The lamplight caught the silver in Caden’s hair, the exhaustion carved into his face, the way his thumb absently stroked the page as he read. He looked nothing like the man she had met at that gala seven years ago—brash, arrogant, wearing his ambition like armor.

He looked like someone who had been waiting his whole life to find this exact moment.

Jace’s breathing evened out. His grip on the stuffed octopus loosened. He was gone, drifted into the kind of deep, dreamless sleep that only came from knowing you were safe.

Caden closed the book. He sat there for a long moment, not moving, watching his son breathe.

Then he looked up and saw Isabella.

She didn’t try to hide the tears this time. They fell freely, and she didn’t bother wiping them away.

“I was so afraid of you,” she said, her voice barely above a whisper. “When I first met you. You were so… certain. So relentless. I thought you’d consume everything I was.”

Caden set the book aside and stood slowly, careful not to wake Jace. He crossed the room and stopped in front of her, close enough to see the pulse beating in her throat.Visit Loerva.
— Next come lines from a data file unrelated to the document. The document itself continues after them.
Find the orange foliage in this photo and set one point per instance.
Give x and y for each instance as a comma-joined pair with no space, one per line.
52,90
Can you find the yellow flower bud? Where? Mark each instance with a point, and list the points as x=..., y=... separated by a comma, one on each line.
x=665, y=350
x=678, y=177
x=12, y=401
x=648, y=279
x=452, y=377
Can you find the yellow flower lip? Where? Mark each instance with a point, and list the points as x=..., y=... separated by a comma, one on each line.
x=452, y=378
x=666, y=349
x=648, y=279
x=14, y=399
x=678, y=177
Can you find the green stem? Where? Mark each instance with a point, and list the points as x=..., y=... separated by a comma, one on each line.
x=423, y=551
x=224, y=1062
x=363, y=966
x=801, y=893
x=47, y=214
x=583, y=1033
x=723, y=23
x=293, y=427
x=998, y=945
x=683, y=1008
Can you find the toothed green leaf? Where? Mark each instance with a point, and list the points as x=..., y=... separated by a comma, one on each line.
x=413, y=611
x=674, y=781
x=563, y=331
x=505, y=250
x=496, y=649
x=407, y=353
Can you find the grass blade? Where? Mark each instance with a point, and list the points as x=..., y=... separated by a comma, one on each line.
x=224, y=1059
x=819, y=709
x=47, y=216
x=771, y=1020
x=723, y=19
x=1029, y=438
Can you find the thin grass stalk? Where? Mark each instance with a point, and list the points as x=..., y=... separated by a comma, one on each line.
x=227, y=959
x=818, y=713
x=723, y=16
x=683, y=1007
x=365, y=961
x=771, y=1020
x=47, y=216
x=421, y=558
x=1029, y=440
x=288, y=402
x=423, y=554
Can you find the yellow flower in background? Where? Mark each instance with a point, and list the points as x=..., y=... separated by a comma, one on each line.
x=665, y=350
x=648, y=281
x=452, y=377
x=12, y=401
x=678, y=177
“I was a different man,” he said.

“No. You were the same man. I just wasn’t ready to see it.” She reached up, her fingers grazing his jaw. “I fell in love with you at that gala, Caden. You came up to me, bold as brass, and told me I had the most interesting eyes you’d ever seen. And I was so scared of what that meant—of what *you* meant—that I ran. I convinced myself it was a lie.”

He covered her hand with his own. “And now?”

“Now I know it was the only true thing I’ve ever been told.”

Caden pulled her into his arms, and she came without hesitation, her face pressed against his chest, her shoulders shaking with silent sobs. He held her there, in the blue glow of the nightlight, while their son slept peacefully in the bed behind them.

The Covington empire was dust. The media would move on to the next scandal. The world would forget.

But this—this small, fragile, radiant thing they were building—this was the only victory that mattered.

Later that night, as they sit on the sofa, Caden pulls out a small velvet box. “This is a real one,” he whispers. “No contract. No boardroom. Just you, me, and Jace. Will you marry me, Isabella? For real?”